Currently I do something like this:

telnet 192.168.0.3 23

username

password

cd /dir/

programname -s -g dosomething

I want to do this with one step, the coolest would be to compile a program for this using Automator, but i have no idea how to do that.
"shell script" in Automator fails at telnet 192.168.0.3 23 saying "connection refused" of course: I had no chance to type in password and so on.

Any ideas?

3
  • any particular reason why you're using telnet, not ssh?
    – vartec
    Feb 15, 2011 at 14:10
  • only telnet running on the remote machine (external windows server =/ )
    – choise
    Feb 15, 2011 at 14:15
  • good question I have to do the same thing with my modem - and no ssh Oct 15, 2011 at 21:21

3 Answers 3

2

When ssh isn't available, expect is typically used to automate access using telnet.

From the linked article:

#!/usr/bin/expect #Where the script should be run from.
set timeout 20 #If it all goes pear shaped the script will timeout after 20 seconds.
set name [lindex $argv 0] #First argument is assigned to the variable name
set user [lindex $argv 1] #Second argument is assigned to the variable user
set password [lindex $argv 2] #Third argument is assigned to the variable password
spawn telnet $name #This spawns the telnet program and connects it to the variable name
expect "login:" #The script expects login
send "$user " #The script sends the user variable
expect "Password:" #The script expects Password
send "$password " #The script sends the password variable
interact #This hands control of the keyboard over two you (Nice expect feature!)
2

Then, if no sshd is installed, you could automate your telnet using expect, that you probably will have to install on your mac.

Expect is a tool primarily for automating interactive applications, such as telnet, ftp, passwd, fsck, rlogin, tip, and more. Expect really makes this stuff trivial. Expect is also useful for testing these applications. It is described in many books, articles, papers, and FAQs.
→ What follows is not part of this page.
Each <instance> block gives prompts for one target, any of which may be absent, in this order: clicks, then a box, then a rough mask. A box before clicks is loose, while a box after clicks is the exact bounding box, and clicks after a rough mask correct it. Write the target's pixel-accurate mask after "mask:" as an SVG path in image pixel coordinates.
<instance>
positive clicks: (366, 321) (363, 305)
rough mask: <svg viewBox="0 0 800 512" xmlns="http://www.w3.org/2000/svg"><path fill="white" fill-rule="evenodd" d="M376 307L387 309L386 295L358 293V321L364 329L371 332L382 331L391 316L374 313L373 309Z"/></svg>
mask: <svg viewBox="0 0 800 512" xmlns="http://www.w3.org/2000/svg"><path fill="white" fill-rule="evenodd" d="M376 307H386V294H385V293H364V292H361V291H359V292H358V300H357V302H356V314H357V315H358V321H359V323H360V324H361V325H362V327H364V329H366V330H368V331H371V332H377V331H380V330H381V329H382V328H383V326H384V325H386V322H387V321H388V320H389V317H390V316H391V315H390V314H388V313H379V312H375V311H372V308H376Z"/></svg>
There is an entire book on it available from O'Reilly.

See http://www.nist.gov/el/msid/expect.cfm .

0

If the system running on 192.168.0.3 has a sshd server running, then you could simply do

ssh [email protected] 'cd /dir/ ; programmname -s -g dosomething'

To check if you have sshd running on 192.168.0.3 you could either just try it, or login using telnet as you do already and, if it's a unix/linux/maxosx try doing a

pgrep -fl sshd

or

ps -e | grep sshd

or

lsof -i :22

All of these above will either not find anything or give you a line showing that sshd is running.

3
  • poorly there is no ssh installed. and also its password saved
    – choise
    Feb 15, 2011 at 15:00
  • It's a Windows server. Feb 15, 2011 at 15:37
  • 1
    I hope you know that using telnet is very bad security wise. Your username and passwords are sent in plain through the network. Anyone with some computer knowledge sitting on that network would be able to read your username and password in few minutes. Try moving to ssh which also works on Windows.